What changed this month?
The February scorecard described democratic institutions as operational but under sustained structural stress. The strongest pressure appeared around court compliance, detention due process, and election governance, with several immediate redline indicators listed as escalation triggers if they moved from warning signs into open constitutional breach.
Top score drivers
Critical: The published scorecard placed Rule of Law & Court Compliance at 8.5, one of the highest category readings.
Critical: Habeas Corpus & Due Process was also recorded at 8.5, making procedural rights a central score driver.
Severe: Coercive State Power reached 8.0, keeping state authority and enforcement posture in the severe-erosion band.
High: Election Integrity was recorded at 7.6, signaling that election administration was already a material risk category before March.
Category scorecard
| Category | Status / score | Interpretation |
|---|---|---|
| Rule of Law & Court Compliance | 8.5 | One of the highest readings in the February scorecard. |
| Habeas Corpus & Due Process | 8.5 | Due-process access remained a core critical-range driver. |
| Coercive State Power | 8.0 | State-power pressure was in the severe-erosion band. |
| Weaponized Justice | 7.8 | Justice-system pressure remained high risk. |
| Election Integrity | 7.6 | Election governance was a significant elevated-risk category. |
| Press Freedom | 6.8 | Below the top risk tier but close enough to remain a watch category. |
| Civil Society | 6.7 | Civil-society pressure remained elevated. |
| Institutional Oversight | 7.2 | Oversight remained in the severe-erosion band. |
| Military Neutrality | 6.2 | Military neutrality was elevated but below the most severe February categories. |
Key evidence and benchmark events
- The February scorecard recorded Rule of Law & Court Compliance at 8.5.
- Habeas Corpus & Due Process was also recorded at 8.5.
- Coercive State Power was recorded at 8.0, keeping state-power risk in the severe-erosion range.
- Election Integrity was recorded at 7.6 as an active governance risk category.
- The scorecard listed immediate escalation triggers including open defiance of a final Supreme Court order, functional habeas inaccessibility, federal override of certified election results, criminal charges against journalists for reporting, and intelligence use for domestic political surveillance.
What moved the meter
The score remained in a critical range because rule-of-law and due-process categories sat at 8.5 while coercive state power, weaponized justice, and election integrity also remained elevated. The record still treated the immediate redline indicators as triggers rather than fully activated breakdown events.
What to watch next
- Court compliance: Whether final court orders were obeyed or openly defied.

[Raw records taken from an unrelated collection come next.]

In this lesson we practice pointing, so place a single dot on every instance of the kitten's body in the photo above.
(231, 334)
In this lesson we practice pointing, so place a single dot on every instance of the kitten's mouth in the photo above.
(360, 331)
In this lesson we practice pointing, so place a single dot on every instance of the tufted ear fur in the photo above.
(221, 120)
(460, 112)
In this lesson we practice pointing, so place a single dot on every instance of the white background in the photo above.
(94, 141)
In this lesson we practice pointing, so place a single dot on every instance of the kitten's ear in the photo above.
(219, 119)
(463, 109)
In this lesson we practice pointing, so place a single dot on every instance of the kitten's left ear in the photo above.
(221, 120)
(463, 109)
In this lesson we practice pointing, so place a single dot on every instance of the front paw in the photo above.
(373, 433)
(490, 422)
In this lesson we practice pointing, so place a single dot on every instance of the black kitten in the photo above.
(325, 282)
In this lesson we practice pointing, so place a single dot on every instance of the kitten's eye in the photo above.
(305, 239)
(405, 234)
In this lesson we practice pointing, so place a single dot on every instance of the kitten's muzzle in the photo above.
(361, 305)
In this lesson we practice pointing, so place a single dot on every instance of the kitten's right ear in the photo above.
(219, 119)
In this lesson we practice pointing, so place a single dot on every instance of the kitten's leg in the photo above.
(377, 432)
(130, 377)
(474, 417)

- Habeas access: Whether counsel and habeas rights remained practically reachable in real time.
- Election administration: Whether elevated election-integrity risk turned into active override or certification conflict.
How this score is grounded
The score is a structured civic-risk judgment based on the public record and the source stack described in the methodology. It is not a poll, a prediction, or a claim that every institution has failed.
Observable public actions, court rulings, official statements, documented enforcement activity, and major reporting.
Why those events matter for democratic function, institutional independence, civil liberties, and rule-of-law constraints.
How the evidence affected the monthly risk assessment, especially when categories reinforced one another.
Evidence and source credibility
This formal report uses the published February/March scorecard record already present in the production package and the same source-category framework described in the methodology: official records, court actions, watchdog reports, major journalism, election administration sources, civil liberties organizations, and democracy-index references.
Methodology note
Published-scorecard backfills align earlier scorecard records to the current Democracy Redline report structure. They preserve the verified score, category readings, redline indicators, and trajectory context already present in the production archive.